A primeira motivação é livre, a segunda coercitiva, de tal maneira que o homem se vê colocado entre duas naturezas opostas, mas não contrárias, e indiferentemente boas ou más, de acordo com o modo como são usadas. O poder da vontade atua sobre coisas a fazer ou sobre o futuro; a inelutabilidade do destino atua sobre as coisas feitas ou sobre o passado; e ambas se alimentam incessantemente com os materiais que uma fornece à outra.

Como, segundo esse admirável filósofo, o futuro nasce do passado, o passado é constituído do futuro, e a reunião dos dois engendra o presente eterno, ao qual também devem sua origem: ideia das mais profundas que os estoicos adotaram.

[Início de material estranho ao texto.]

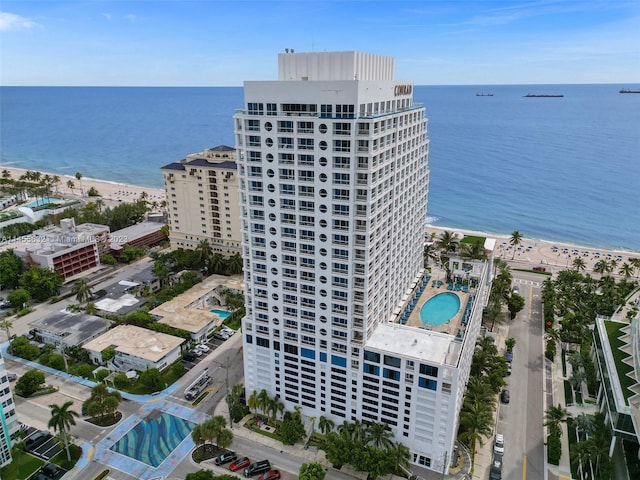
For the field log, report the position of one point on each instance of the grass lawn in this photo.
(613, 332)
(28, 465)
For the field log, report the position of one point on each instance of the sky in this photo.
(225, 42)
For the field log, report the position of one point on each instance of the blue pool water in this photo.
(440, 309)
(154, 438)
(42, 201)
(221, 313)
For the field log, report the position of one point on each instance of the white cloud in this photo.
(11, 21)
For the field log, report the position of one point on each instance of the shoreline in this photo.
(540, 253)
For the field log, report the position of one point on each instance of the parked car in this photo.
(50, 470)
(495, 473)
(228, 331)
(498, 445)
(239, 464)
(270, 475)
(36, 439)
(257, 467)
(226, 457)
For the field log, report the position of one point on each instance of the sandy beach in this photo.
(553, 256)
(111, 193)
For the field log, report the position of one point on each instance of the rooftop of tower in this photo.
(323, 66)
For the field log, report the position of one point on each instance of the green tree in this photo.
(224, 438)
(515, 241)
(554, 417)
(579, 264)
(234, 264)
(152, 379)
(79, 178)
(311, 471)
(40, 283)
(291, 429)
(11, 267)
(325, 425)
(6, 325)
(21, 347)
(82, 290)
(476, 421)
(61, 420)
(18, 298)
(515, 304)
(108, 353)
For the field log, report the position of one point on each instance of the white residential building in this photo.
(8, 419)
(333, 180)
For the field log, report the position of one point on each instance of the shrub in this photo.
(550, 351)
(554, 449)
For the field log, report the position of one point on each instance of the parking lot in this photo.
(212, 343)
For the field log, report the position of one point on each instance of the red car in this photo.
(270, 475)
(239, 464)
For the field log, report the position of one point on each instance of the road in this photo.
(521, 420)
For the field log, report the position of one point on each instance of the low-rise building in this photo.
(144, 235)
(194, 310)
(67, 329)
(202, 200)
(135, 348)
(8, 419)
(616, 355)
(69, 249)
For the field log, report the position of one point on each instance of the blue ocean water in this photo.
(561, 169)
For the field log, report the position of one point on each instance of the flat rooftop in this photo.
(74, 328)
(426, 345)
(136, 341)
(190, 310)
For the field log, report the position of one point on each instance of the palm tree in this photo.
(6, 325)
(235, 264)
(476, 420)
(554, 416)
(61, 420)
(626, 270)
(635, 263)
(448, 241)
(263, 401)
(79, 178)
(377, 435)
(430, 253)
(579, 264)
(205, 252)
(515, 240)
(252, 401)
(325, 424)
(82, 290)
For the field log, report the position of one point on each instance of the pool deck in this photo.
(430, 291)
(103, 453)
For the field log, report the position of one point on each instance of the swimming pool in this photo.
(42, 201)
(439, 309)
(221, 313)
(154, 438)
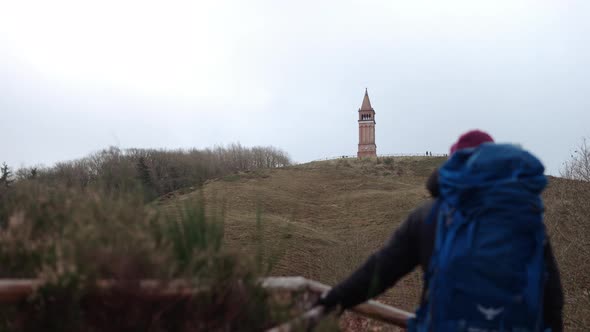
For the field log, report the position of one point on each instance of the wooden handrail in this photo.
(15, 290)
(371, 309)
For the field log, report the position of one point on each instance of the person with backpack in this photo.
(481, 243)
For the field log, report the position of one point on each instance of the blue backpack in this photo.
(487, 269)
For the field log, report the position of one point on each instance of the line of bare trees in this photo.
(156, 171)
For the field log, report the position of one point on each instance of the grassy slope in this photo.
(324, 218)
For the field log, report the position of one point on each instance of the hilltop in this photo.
(322, 219)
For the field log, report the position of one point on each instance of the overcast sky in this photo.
(78, 76)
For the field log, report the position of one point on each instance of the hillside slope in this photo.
(322, 219)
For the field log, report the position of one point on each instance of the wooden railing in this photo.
(370, 309)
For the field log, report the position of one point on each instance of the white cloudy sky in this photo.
(77, 76)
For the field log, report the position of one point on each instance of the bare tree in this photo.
(578, 166)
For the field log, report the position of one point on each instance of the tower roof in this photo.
(366, 106)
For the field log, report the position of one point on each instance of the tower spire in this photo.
(366, 105)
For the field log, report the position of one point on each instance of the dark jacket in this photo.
(412, 245)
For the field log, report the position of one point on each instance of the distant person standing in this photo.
(480, 242)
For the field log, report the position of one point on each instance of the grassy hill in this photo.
(322, 219)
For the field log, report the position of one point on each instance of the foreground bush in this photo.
(71, 237)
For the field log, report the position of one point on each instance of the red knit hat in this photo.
(471, 139)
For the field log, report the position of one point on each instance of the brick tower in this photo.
(367, 147)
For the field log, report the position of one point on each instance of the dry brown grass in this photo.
(324, 218)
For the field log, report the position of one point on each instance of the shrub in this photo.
(71, 237)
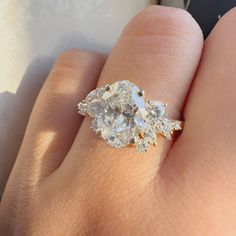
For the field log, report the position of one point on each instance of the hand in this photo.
(67, 181)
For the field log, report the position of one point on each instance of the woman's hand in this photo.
(67, 181)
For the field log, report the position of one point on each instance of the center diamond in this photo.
(123, 113)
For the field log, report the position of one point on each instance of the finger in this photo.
(152, 52)
(207, 146)
(54, 121)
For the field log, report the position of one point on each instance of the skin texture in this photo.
(66, 181)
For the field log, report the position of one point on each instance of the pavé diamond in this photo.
(121, 116)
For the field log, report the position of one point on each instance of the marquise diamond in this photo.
(122, 117)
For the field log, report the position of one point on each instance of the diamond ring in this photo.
(122, 117)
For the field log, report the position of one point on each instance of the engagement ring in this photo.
(122, 117)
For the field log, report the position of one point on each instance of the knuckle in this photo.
(164, 21)
(228, 21)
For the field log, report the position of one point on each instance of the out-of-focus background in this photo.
(32, 34)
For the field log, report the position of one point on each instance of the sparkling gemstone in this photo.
(123, 110)
(142, 145)
(122, 117)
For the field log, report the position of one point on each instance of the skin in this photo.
(67, 181)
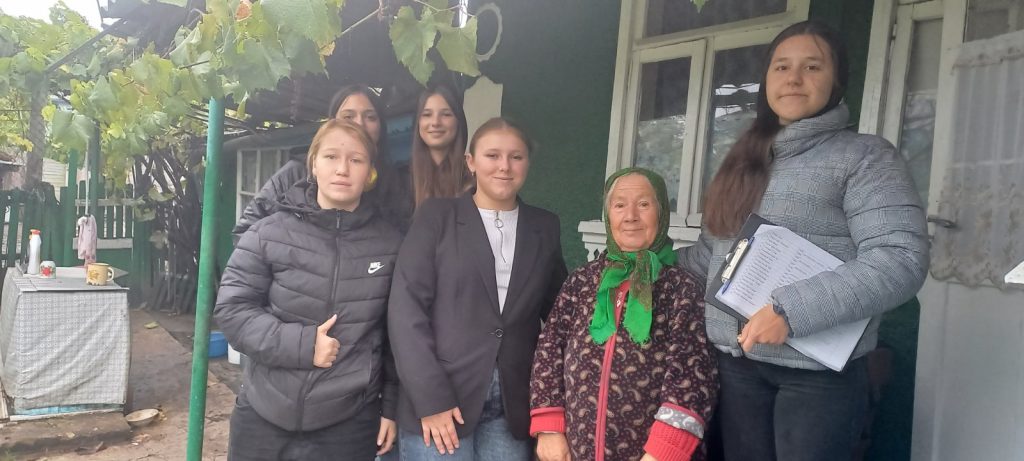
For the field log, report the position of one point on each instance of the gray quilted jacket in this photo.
(851, 195)
(289, 274)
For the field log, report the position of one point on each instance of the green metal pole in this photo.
(94, 174)
(71, 195)
(204, 295)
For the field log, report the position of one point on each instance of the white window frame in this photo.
(888, 61)
(634, 50)
(242, 198)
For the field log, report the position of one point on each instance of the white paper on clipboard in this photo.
(777, 257)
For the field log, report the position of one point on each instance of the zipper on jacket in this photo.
(330, 306)
(602, 388)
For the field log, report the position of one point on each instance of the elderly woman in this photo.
(623, 370)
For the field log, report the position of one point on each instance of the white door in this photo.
(968, 397)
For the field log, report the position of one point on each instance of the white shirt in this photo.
(501, 226)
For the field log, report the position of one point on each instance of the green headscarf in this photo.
(640, 267)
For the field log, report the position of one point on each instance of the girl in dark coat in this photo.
(304, 296)
(476, 276)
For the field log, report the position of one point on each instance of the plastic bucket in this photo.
(233, 357)
(218, 344)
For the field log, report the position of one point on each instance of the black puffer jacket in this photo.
(289, 274)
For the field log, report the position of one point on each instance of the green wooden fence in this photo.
(24, 211)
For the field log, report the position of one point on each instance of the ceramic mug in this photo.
(47, 269)
(98, 274)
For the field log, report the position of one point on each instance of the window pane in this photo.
(248, 182)
(667, 16)
(268, 164)
(662, 120)
(918, 126)
(987, 18)
(733, 103)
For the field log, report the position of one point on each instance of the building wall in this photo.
(556, 60)
(970, 399)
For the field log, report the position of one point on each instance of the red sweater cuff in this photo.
(669, 444)
(547, 420)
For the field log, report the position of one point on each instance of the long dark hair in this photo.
(450, 178)
(505, 124)
(741, 180)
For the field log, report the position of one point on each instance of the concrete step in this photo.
(59, 434)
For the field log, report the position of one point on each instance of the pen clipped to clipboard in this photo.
(780, 257)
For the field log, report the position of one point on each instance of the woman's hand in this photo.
(386, 435)
(552, 447)
(440, 427)
(326, 347)
(765, 327)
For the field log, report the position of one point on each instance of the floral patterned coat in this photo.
(619, 400)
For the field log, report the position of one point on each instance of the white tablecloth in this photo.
(62, 342)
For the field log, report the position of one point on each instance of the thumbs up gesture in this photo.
(326, 347)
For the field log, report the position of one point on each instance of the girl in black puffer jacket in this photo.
(304, 295)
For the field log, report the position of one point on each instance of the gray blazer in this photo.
(445, 329)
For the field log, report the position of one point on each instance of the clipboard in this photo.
(732, 260)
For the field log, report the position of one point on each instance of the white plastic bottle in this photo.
(35, 244)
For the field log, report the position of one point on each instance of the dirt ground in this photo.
(160, 377)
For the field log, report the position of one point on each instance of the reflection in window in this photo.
(269, 161)
(918, 125)
(733, 103)
(667, 16)
(662, 121)
(987, 18)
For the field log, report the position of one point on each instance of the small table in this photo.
(64, 344)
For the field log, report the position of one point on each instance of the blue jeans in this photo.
(491, 439)
(770, 413)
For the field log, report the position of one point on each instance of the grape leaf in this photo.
(458, 47)
(412, 39)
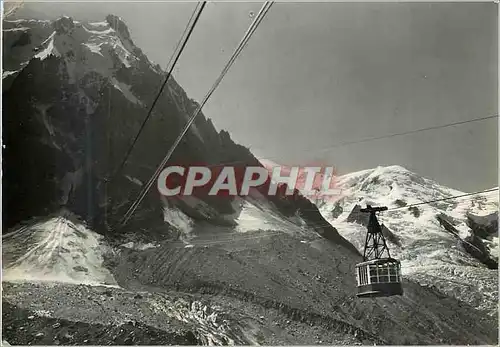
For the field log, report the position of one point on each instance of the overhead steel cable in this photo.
(353, 142)
(430, 201)
(177, 53)
(444, 199)
(258, 19)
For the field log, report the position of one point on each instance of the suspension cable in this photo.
(258, 19)
(177, 53)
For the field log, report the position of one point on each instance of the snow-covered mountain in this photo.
(428, 252)
(190, 270)
(81, 91)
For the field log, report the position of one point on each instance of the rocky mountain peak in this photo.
(119, 25)
(64, 25)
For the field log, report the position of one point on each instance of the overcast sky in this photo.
(318, 74)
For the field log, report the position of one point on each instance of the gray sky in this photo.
(318, 74)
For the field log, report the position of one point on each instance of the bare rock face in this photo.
(64, 25)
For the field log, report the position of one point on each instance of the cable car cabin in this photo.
(379, 277)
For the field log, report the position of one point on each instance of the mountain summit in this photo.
(190, 270)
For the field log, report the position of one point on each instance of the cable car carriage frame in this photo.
(378, 275)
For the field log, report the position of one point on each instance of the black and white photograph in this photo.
(250, 173)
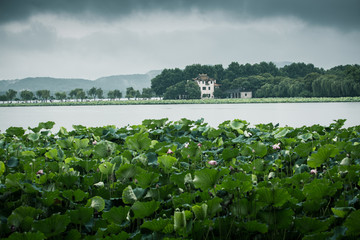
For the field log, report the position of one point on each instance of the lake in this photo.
(290, 114)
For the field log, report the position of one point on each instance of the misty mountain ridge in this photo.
(120, 82)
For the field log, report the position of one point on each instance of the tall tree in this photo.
(92, 92)
(77, 93)
(26, 95)
(147, 93)
(11, 94)
(99, 93)
(60, 96)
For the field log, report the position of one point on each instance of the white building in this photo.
(206, 84)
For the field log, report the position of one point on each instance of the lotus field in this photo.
(180, 180)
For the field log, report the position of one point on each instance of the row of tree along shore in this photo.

Assim, de acordo com essa doutrina, a liberdade reina no futuro, a necessidade no passado e a Providência no presente. Nada que existe ocorre por acaso, mas se deve à união da lei fundamental e providencial com a vontade humana, que a segue ou transgride diante da necessidade.

A harmonia entre vontade e Providência resulta no bem; o mal resulta de sua oposição. A fim de tomar o caminho que deve seguir na Terra, o homem recebeu três forças condizentes com as três modificações do ser, todas ligadas à sua vontade.

A primeira, associada ao corpo, é o instinto; a segunda, devotada à alma, é a virtude; a terceira, pertencente à inteligência, é a ciência ou sabedoria.

Sensação é o sentimento existente no corpo, na alma e no espirito, formando um ternário que, avançando rumo à unidade, constitui o quaternário humano, ou homem considerado abstratamente.”

PAPUS.Tratado elementar de ciências ocultas, Ed. Pensamento, 2022, Pág. 66-67.